Here is a link to some fun stories from the NHGRS layout from the 2010 ECLSTS


----------



## Stan Cedarleaf (Jan 2, 2008)

Great story, Scott..... Thanks for posting..


----------



## Mike Reilley (Jan 2, 2008)

Scott...great story....especially the one about the rats. Love it.


----------



## John J (Dec 29, 2007)

No I think the derailmant story was better


----------



## markoles (Jan 2, 2008)

Scott,

I cannot believe there was no story of that pesky helicoptor buzzing people on the ground like a gnat!! 

Mark


----------



## eheading (Jan 5, 2008)

Loved the stories and the write-up. thanks for sharing them with those of us who couldn't attend the ECLSTS!!!

Ed


----------



## Dennis Paulson (Jan 2, 2008)

Great report and photos with the stories , thanks for shareing the fun !


----------



## Stan Cedarleaf (Jan 2, 2008)

Posted By John J on 27 Mar 2010 04:47 AM 
No I think the derailmant story was better








I don't dare reveal what my thoughts were when I saw the first image of the FA mashed into the box car...

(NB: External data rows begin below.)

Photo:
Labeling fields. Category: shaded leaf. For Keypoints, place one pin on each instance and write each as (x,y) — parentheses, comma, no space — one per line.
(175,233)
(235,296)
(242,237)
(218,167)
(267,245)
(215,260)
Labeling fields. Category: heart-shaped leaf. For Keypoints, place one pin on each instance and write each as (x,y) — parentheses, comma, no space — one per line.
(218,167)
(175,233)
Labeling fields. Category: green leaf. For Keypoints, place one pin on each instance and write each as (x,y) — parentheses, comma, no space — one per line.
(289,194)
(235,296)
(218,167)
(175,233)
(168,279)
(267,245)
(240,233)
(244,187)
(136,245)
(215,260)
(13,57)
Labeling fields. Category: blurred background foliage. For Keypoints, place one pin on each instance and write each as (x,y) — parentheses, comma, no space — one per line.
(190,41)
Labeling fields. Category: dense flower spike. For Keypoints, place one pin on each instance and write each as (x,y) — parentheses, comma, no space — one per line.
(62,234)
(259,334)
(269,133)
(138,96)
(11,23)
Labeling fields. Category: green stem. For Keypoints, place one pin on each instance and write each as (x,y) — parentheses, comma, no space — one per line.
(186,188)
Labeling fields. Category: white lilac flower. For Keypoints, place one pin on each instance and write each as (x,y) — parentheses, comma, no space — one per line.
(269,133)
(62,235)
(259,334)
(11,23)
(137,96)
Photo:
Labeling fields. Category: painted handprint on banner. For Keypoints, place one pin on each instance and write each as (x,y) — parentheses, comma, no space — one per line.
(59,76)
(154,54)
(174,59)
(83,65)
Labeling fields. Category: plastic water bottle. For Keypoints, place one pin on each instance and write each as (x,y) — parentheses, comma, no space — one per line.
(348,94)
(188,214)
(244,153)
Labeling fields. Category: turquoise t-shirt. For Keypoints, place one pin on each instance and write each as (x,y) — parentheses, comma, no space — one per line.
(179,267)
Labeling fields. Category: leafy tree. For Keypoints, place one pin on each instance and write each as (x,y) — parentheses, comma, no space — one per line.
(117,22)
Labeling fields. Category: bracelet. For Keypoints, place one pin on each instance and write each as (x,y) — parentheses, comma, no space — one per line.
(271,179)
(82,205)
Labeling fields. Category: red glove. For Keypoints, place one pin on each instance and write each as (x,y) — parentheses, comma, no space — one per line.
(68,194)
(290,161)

Although, I did notice that there was no "anti-collision" device in sight.


----------



## Doug C (Jan 14, 2008)

Thanks Scott for taking the time from your busy evening sched' to post these real-time stories









doug c


----------



## Don Howard (Jan 2, 2008)

But the helicopter did some good, as it must have been how the overhead pics of Officer Russel and his trusty dog were taken. 

As I spent much of my non-shopping time around the live steam tracks and the Warrior Run modules I kept an envious watch on the helos. 
I don't recall seeing them leave the NHGRS "Big Green" module footprint airspace. 

Now, how to find a camera equipped helo.


----------



## aceinspp (Jan 2, 2008)

Great stories. Thanks for posting. I'd almost have to say JJ was there to cause that derailment.







Later RJD


----------